Exhuming the 1970s American Foreign Policy

I've spent many a September 11 reminiscing about the heavy handed US policies of the 1970s. When I was in university, I worked on researching the coup d'etat in Chile which happened to take place on 11 September 1973. I find the parallels and the meaning behind both days to be something worth examining.

It is telling though, how little American media and Americans nowadays at a whole know or care about Latin American affairs if they don't directly affect our supply of oil or kill our kids, or emigrate illegally (see Venezuela, Colombia, Mexico). This wasn't always so. See in the 1970s, the idea of having a dictatorship that was BFFs with our goverment was far more palatable than a legally elected socialist regime. So the US got into helping fund coups and pretty much endorsing crimes against humanity in parts of Latin America.

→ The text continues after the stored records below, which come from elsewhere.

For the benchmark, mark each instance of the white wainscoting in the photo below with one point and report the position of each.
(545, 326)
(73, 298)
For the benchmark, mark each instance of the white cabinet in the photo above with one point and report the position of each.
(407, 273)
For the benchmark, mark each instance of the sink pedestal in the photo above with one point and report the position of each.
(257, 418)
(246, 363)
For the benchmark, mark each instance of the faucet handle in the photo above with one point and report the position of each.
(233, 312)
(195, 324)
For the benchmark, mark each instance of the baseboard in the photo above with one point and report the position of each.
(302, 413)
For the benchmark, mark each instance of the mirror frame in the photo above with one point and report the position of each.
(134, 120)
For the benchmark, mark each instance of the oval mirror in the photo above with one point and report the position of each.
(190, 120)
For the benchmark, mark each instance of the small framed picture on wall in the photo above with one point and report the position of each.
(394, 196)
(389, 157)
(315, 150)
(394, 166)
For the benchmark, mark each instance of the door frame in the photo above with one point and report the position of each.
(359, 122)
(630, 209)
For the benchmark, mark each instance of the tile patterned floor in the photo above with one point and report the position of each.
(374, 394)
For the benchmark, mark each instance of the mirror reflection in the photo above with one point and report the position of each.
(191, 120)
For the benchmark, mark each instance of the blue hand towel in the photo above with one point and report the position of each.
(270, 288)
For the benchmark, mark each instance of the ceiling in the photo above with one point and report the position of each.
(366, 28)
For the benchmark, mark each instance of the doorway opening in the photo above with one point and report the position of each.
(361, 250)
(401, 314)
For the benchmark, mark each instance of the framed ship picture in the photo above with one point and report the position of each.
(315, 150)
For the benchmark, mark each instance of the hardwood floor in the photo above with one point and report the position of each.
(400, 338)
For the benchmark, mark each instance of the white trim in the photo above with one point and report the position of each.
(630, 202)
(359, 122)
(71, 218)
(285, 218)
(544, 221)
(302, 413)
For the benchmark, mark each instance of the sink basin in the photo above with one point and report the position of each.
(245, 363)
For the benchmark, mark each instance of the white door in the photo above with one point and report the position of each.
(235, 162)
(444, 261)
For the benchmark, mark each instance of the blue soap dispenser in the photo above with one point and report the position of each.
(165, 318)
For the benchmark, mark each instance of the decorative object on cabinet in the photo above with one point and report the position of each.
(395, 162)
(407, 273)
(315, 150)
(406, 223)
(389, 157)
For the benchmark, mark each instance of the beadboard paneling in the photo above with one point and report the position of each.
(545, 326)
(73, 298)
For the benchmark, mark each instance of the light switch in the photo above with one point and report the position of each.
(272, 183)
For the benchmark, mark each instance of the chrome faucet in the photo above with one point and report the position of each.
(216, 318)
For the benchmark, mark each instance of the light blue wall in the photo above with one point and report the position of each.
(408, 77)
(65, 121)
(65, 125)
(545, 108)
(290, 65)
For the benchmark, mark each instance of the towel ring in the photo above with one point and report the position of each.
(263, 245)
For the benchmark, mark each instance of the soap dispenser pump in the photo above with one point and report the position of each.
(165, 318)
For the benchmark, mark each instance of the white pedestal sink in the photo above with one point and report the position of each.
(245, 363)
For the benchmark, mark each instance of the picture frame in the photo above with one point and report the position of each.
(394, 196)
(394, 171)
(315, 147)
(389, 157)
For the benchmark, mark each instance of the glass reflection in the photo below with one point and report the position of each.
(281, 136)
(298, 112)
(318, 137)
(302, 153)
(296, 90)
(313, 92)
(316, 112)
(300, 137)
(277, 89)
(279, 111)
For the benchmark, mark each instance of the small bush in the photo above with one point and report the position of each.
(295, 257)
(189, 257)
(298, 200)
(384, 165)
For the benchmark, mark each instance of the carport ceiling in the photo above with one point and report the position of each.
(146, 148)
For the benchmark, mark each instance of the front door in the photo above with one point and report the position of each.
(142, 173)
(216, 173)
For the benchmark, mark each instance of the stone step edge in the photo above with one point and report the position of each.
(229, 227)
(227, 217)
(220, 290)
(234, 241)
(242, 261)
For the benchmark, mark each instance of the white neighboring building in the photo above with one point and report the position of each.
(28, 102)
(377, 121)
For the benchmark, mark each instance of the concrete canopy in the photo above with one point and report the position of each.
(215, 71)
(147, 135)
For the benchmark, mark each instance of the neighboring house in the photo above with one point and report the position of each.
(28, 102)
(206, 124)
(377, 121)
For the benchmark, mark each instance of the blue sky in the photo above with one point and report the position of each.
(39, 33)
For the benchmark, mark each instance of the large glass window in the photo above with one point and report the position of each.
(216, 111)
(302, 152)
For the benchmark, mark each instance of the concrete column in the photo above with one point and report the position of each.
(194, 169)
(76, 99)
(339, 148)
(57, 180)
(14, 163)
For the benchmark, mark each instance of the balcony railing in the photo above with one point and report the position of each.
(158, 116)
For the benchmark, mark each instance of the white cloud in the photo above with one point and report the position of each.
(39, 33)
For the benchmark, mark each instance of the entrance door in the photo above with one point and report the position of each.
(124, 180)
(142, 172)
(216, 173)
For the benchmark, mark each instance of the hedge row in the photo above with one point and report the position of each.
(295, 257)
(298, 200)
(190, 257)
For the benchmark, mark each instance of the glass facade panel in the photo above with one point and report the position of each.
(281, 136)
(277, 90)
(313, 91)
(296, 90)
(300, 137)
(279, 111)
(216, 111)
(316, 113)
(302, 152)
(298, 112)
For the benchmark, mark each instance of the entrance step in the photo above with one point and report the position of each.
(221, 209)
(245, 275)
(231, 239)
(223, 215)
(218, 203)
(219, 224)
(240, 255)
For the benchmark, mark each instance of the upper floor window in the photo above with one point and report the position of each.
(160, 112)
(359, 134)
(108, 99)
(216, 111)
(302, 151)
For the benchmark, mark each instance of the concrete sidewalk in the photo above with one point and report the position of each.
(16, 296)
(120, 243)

Salvador Allende was a physician who championed socialist ethos. His election was fraught with controversy but was won fair and square. The US tried to intervene secretly even before he was inaugurated, and his three years in the office were completely undermined by boycotts and other nasty tricks the CIA used to try to force his hand.

Allende didnt' back down, and on 11 September 1973, the military revolted. Led by Agustin Pinochet (for whom there is, presumably, a nice spot in hell somewhere), they stormed the Presidential Palace (La Moneda) and in the ensuing firefight, Allende was killed. The official story was that he committed suicide, but many who knew him doubted he would have done so.

In January, the Chilean government announced that it had exhumed Allende's body to put to rest whether he killed himself or he was assassinated. (Even if he killed himself, he was still assassinated, clearly.)

I found this article earlier today only in Spanish, and it's telling that the first English link Google came up with for me was from a non-American source. (And the only reason I have the Spanish-language articles is because I added a section on Google News for Chilean news services.)

As I went looking for an article in English for this post, I found also that Nathaniel Davis, the ambassador to Chile in the 1970s, recently died. He was famous for saying that the US wasn't really involved in the coup and the machinations to bring down Allende, but de-classified documents released by the CIA at the beginning of the decade showed otherwise. As the ambassador, Davis may not have known what they were up to, but he was responsible for the safety of Charles Horman, the journalist who went missing in Chile and was one of the desaparacidos - thousands of disappeared people who were ultimately murdered by Pinochet and his regime.

I am curious to see what the results are of this autopsy. If it was a murder, instead of a suicide, does it make that much difference to the people of Chile who were murdered by the thousands after his death? I'd like to think it would bring renewed war criminal charges against people like Henry Kissenger, but I won't hold my breath.